Pork lovers of the world unite.

Minneapolis Farmers Markets

Minneapolis Farmers Market Downtown

Minneapolis Farmers Market Downtown

A recent business trip found me in Minneapolis where I took in both the weekly and daily farmers markets.

I love that the Minneapolis Farmers Market comes to town once a week, right in the midst of the business district. The weekly market stretches for several blocks along Nicollett Mall, a lengthy pedestrian/transit-only street, making it easy for workers to access on breaks and lunch. Which they did, in droves. The stalls were full of fabulous produce, fresh flowers, and a variety of local food products bison jerky, honey and salsa.

If you want to take a quick trip, there is also the daily farmers market, about a mile outside the downtown core. It is much larger and offers a huge selection of produce, food products, crafts, clothing, and jewelry. The Saturday market is not as easily accessible by transit, but the multitude of stalls and sheer volume of goods make it worth the trip.

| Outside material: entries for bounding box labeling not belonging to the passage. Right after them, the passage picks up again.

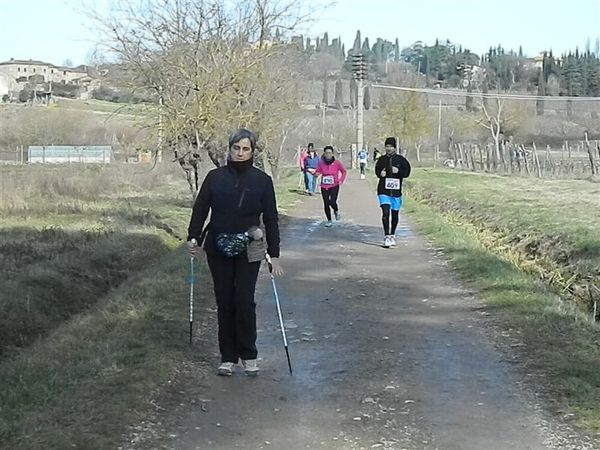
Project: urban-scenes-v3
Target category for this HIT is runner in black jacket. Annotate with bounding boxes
[375,137,410,248]
[188,129,283,375]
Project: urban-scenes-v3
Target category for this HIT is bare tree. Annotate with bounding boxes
[89,0,308,196]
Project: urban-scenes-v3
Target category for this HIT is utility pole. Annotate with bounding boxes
[351,53,367,169]
[433,100,442,167]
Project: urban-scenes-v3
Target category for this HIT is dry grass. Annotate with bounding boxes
[406,170,600,432]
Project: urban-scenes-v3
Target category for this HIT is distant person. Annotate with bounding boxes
[316,145,346,228]
[298,142,315,194]
[373,147,381,164]
[375,137,410,248]
[304,147,321,195]
[358,148,369,180]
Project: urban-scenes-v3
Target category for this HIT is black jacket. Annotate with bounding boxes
[375,153,410,197]
[188,161,279,257]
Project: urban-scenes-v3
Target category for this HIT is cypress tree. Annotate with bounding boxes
[334,79,344,109]
[321,78,329,106]
[352,30,362,51]
[350,77,358,108]
[363,86,371,109]
[535,69,546,116]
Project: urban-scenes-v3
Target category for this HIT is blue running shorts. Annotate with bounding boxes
[377,194,402,211]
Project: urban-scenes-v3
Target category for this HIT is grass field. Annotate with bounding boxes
[405,169,600,432]
[0,165,296,450]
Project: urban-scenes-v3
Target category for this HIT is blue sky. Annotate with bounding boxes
[0,0,600,65]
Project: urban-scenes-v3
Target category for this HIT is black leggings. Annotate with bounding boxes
[321,185,340,220]
[207,254,260,363]
[381,205,400,236]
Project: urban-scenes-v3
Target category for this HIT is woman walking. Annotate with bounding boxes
[304,147,320,195]
[188,128,283,376]
[315,145,346,228]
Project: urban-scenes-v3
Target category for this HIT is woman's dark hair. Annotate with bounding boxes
[229,128,256,151]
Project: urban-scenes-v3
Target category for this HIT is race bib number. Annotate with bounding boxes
[321,175,335,186]
[385,178,400,191]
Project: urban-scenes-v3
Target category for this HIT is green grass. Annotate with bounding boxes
[0,163,296,450]
[409,170,600,308]
[405,170,600,432]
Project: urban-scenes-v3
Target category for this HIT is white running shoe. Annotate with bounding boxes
[217,362,235,377]
[242,359,258,377]
[383,236,392,248]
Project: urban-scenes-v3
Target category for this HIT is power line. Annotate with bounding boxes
[372,84,600,102]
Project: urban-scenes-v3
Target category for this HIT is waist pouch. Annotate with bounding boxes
[215,233,250,257]
[215,229,267,262]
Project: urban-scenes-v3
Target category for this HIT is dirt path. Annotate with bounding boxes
[123,175,594,450]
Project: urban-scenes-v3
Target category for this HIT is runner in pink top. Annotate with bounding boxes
[316,145,346,228]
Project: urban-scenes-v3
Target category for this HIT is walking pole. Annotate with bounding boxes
[190,239,197,345]
[265,253,292,375]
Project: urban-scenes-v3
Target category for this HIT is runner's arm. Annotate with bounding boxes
[187,172,213,243]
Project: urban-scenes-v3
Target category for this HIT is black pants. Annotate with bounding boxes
[321,185,340,220]
[207,254,260,363]
[381,205,400,236]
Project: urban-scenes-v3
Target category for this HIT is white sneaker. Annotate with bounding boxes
[217,362,235,377]
[242,359,258,377]
[383,236,392,248]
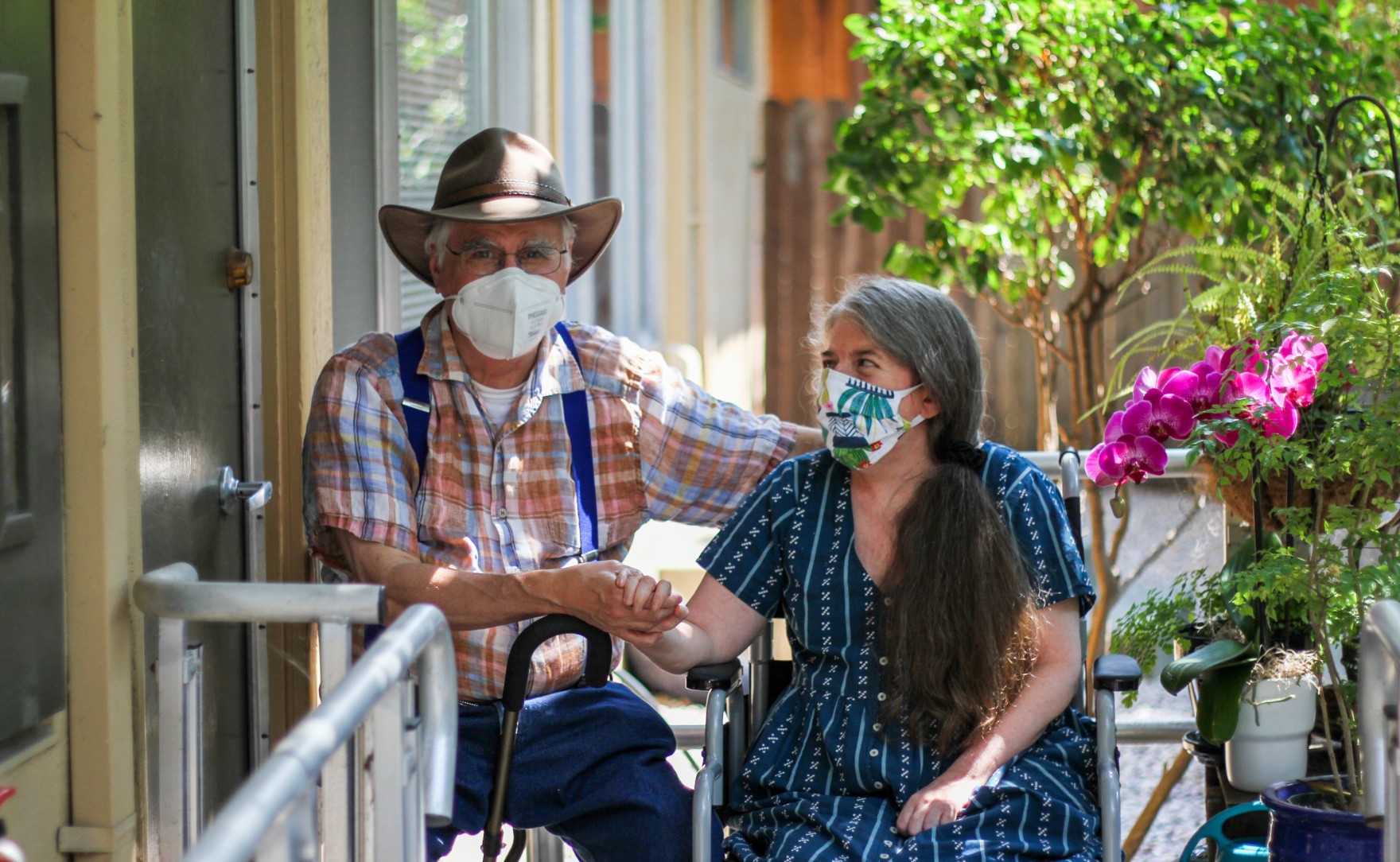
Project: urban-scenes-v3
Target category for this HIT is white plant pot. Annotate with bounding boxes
[1225,678,1317,794]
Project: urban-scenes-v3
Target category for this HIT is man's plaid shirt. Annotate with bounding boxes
[302,305,795,701]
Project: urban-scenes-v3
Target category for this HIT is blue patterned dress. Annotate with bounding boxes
[700,444,1102,862]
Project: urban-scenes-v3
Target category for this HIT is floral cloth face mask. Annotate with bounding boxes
[816,368,924,470]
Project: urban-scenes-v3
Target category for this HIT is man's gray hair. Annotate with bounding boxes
[825,276,986,445]
[423,216,578,266]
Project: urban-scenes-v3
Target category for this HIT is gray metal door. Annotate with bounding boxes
[0,0,67,743]
[131,0,255,818]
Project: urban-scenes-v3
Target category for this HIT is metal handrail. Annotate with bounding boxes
[185,604,457,862]
[1021,449,1193,479]
[1356,599,1400,862]
[131,562,385,623]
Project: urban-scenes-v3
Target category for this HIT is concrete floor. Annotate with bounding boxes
[448,481,1223,862]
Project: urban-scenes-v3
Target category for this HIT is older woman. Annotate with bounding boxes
[627,278,1102,860]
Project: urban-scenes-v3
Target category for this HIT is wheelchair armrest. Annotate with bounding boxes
[686,659,739,691]
[1094,654,1142,691]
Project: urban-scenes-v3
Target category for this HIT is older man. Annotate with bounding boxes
[298,129,820,860]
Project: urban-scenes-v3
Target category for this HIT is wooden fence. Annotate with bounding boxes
[763,101,1181,449]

Minneapolis Daily Farmers Market

Minneapolis Daily Farmers Market

While the Vancouver Farmers Market is restricted to local products, the Minneapolis versions also allow resellers with non-local produce and wares. While it may fly in the face of a more narrow definition, the larger overall size and greater number of options at the Minneapolis market draws out many, many more vendors and attendees than I’ve seen at a Vancouver market and the season is 26 weeks long. In giving consumers so much choice, the market is more mainstream and therefore more accessible to Joe Public.

The benefit may be that even people who may not normally think about eating local do, because it’s there. And that can only help support the local agricultural economy.